A true story:
When the Scooby Doo gang’s Rube Goldberg trap misfires, the feet of the Mayan Gods land in large metal springs. Suddenly vulnerable, they bounce pogo-like into a nearby pond. Their masks fall away. These are no vengeful, angry gods. It’s the archaeologist and his wife, in disguise!
My youngest nephew’s eyes are small moons of surprise. “They’re just people!” the cute little chub-bucket explains to my older sister, his high-pitched, three-year-old voice an octave higher, his tiny finger crooked toward the television. “The monsters are just people!”
This is what it means to be a kid. On Christmas morning, I come downstairs in a t-shirt and bath towel, an accusatory finger pointed at the wrapped packages under the tree. “Santa brought you all presents,” I shout at my three namesakes. “But he stole my pants!”

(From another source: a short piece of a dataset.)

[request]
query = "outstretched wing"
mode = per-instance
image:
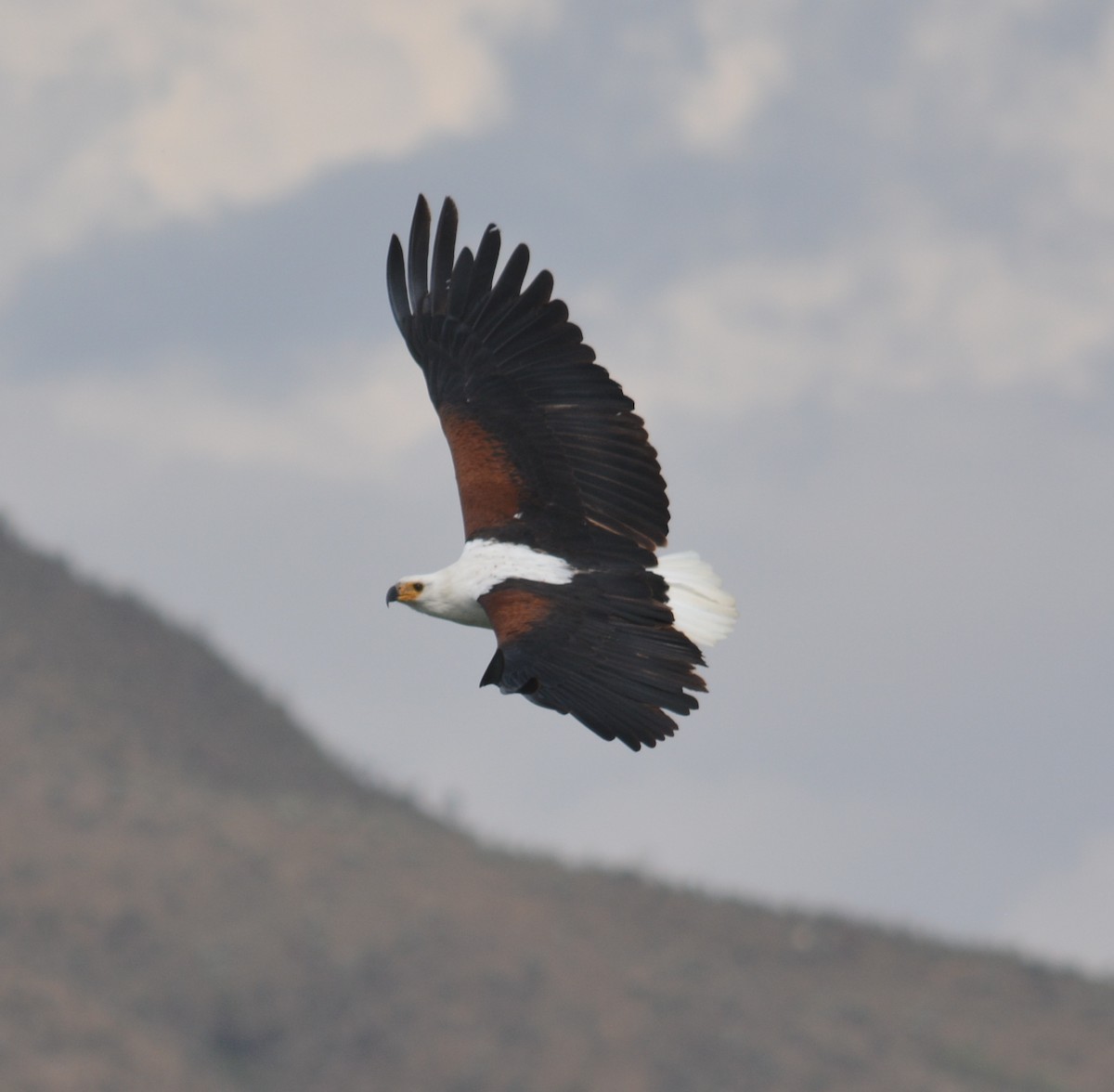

They giggle at the thought of a mischievous, thieving Santa. But hours later, at dinner, the cute little chub-bucket recalls a dream he’d had during his nap.
“There was the mummy from Scooby Doo in the closet,” he tells us, in a voice absent humor or irony. “And a really creepy hand. And Santa Claus on the roof. And then he came down into my room. And he stole my pants.”
I am beginning to think my nephew is too impressionable, even for age three.